The S&P 500 Index (SNPINDEX:^SPX), created by Standard & Poor's in 1957, is one of the most widely followed stock indexes in the world, consisting of 500 of the largest companies listed on either the New York Stock Exchange or the Nasdaq. Generally, when people talk about the performance of the stock market, they're actually talking about the S&P 500 index, or one of the index funds that track it, such as the SPDR S&P 500 ETF (NYSEMKT:SPY).
Despite how popular the S&P 500 index is among investors, there are still a few things about the venerable index that may surprise you. Three of our Foolish contributors are ready to fill you in.
Brian Feroldi: It's not just the largest 500 companies
It's natural to assume that the S&P 500 would simply contain the largest 500 companies in the U.S. by market capitalization, but that's not the case. To be included in the index, a company first needs to meet a series of stringent financial and market metrics.
For example, it needs to maintain a market capitalization of at least $5.3 billion, have at least 50% of its stock publicly available, and show four consecutive quarters of GAAP net income. Further, the annual dollar value at which it trades should be higher than its adjusted market capitalization, and it must have been listed on the public markets for at least six months.
Sometimes these criteria can keep even huge companies out of the index for years on end. Berkshire Hathaway, for example, only joined the index in 2010, even though it was valued at about $158 billion at the time, making it largest public company in America excluded from the index. The company's class B shares had previously been priced at almost $3,500 apiece, and as a result they didn't trade enough to meet the S&P 500's volume standards. When shares were split 50-to-1, however, their price dropped to the double digits, and the S&P 500 welcomed Berkshire to the fold.

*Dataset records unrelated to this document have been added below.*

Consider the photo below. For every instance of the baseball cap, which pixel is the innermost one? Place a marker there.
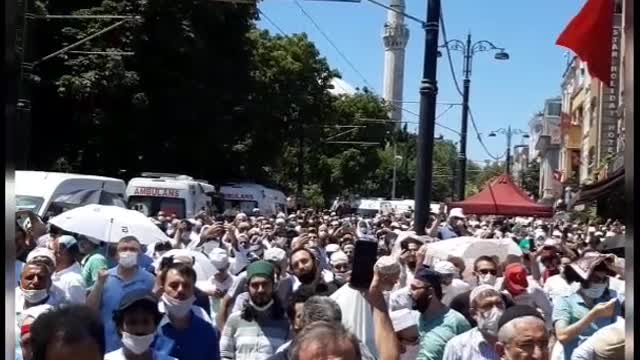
(137, 296)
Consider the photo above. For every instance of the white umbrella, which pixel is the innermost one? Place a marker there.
(203, 267)
(470, 248)
(109, 224)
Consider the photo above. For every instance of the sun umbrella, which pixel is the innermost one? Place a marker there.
(109, 224)
(203, 267)
(470, 248)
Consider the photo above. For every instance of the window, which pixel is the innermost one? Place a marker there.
(554, 108)
(151, 205)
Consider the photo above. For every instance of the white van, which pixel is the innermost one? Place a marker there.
(50, 193)
(244, 197)
(176, 194)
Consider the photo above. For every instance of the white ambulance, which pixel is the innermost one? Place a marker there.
(245, 197)
(50, 193)
(176, 194)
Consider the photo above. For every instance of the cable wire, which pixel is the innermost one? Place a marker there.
(455, 82)
(351, 65)
(271, 22)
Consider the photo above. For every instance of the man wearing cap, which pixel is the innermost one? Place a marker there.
(136, 320)
(478, 343)
(438, 323)
(182, 333)
(68, 274)
(405, 325)
(216, 286)
(451, 286)
(455, 225)
(526, 292)
(522, 334)
(261, 328)
(116, 282)
(593, 306)
(341, 268)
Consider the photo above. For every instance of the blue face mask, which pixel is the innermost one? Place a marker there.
(595, 291)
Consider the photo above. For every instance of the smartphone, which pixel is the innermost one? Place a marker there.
(365, 256)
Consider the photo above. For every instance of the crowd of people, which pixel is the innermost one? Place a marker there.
(281, 289)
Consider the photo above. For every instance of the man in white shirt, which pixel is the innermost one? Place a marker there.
(451, 287)
(68, 273)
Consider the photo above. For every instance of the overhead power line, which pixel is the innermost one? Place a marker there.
(455, 82)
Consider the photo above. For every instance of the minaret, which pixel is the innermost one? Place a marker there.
(395, 37)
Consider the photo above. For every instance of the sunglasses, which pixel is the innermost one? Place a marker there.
(488, 271)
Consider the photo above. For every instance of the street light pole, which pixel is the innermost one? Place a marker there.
(462, 155)
(428, 93)
(468, 49)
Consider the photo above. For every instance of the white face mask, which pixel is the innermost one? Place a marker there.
(137, 344)
(487, 279)
(488, 322)
(177, 308)
(128, 259)
(34, 296)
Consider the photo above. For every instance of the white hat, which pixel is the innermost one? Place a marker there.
(445, 267)
(457, 213)
(41, 252)
(339, 257)
(275, 254)
(403, 319)
(388, 265)
(219, 259)
(332, 248)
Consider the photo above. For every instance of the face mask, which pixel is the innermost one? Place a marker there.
(128, 259)
(34, 296)
(261, 308)
(137, 344)
(210, 245)
(488, 322)
(595, 291)
(487, 279)
(177, 308)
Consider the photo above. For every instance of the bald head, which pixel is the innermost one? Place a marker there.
(523, 337)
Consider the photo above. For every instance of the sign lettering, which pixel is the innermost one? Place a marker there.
(610, 96)
(158, 192)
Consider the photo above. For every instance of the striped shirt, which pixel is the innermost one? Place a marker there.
(469, 345)
(253, 340)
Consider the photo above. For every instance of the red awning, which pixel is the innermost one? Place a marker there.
(502, 197)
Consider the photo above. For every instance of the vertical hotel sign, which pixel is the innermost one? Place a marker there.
(610, 112)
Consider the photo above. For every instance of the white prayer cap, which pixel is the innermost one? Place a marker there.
(445, 268)
(339, 257)
(403, 319)
(41, 252)
(219, 258)
(387, 265)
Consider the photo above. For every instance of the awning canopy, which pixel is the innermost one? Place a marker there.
(599, 189)
(502, 197)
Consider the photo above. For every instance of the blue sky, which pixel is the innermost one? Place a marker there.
(502, 92)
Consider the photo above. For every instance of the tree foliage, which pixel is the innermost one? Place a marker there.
(207, 94)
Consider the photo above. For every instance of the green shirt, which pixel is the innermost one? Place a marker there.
(91, 266)
(437, 330)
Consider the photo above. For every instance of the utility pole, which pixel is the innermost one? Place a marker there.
(428, 94)
(468, 49)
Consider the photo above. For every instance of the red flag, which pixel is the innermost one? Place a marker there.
(589, 36)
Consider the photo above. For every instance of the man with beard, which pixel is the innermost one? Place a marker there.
(455, 225)
(261, 328)
(438, 323)
(306, 268)
(479, 343)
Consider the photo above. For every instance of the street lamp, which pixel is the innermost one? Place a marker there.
(508, 132)
(468, 50)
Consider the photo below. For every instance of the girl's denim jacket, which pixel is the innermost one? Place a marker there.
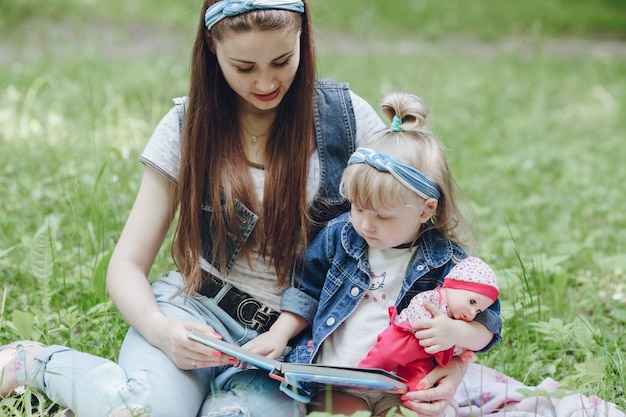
(335, 131)
(333, 276)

I'm sure Warren Buffett smiled when the news broke that his company would finally be included in one of the world's most important indexes.
The S&P 500 index offers a vivid illustration of the benefits of long-term investing. According to S&P Dow Jones Indices, $1 invested in the index (or rather the precursor to the index) in 1930 would have grown to $66.48 by the end of 2012 -- that's a 5.2% annualized return. That may not seem like much, but remember that this time period includes the Great Depression, the Great Recession, and all financial panics in between.
Furthermore, those returns exclude dividends, and it turns out that dividend income has a profound effect on long-term returns. From 1925 to 2012, about one-third of the average monthly total return of the S&P 500 index was due to dividend income. What does this mean in the long run? Well, $1 invested in the index in 1930, with dividends being reinvested along the way, would have grown to $1,832 by the end of 2012. That's a 9.6% annualized return -- a far more impressive result.
Dividends are a long-term investor's best friend, and over a period measured in decades, reinvesting those dividends greatly enhances returns. Simply looking at how the value of the S&P 500 index has changed over time doesn't convey the real potential of a simple strategy of buying, holding, and reinvesting dividends.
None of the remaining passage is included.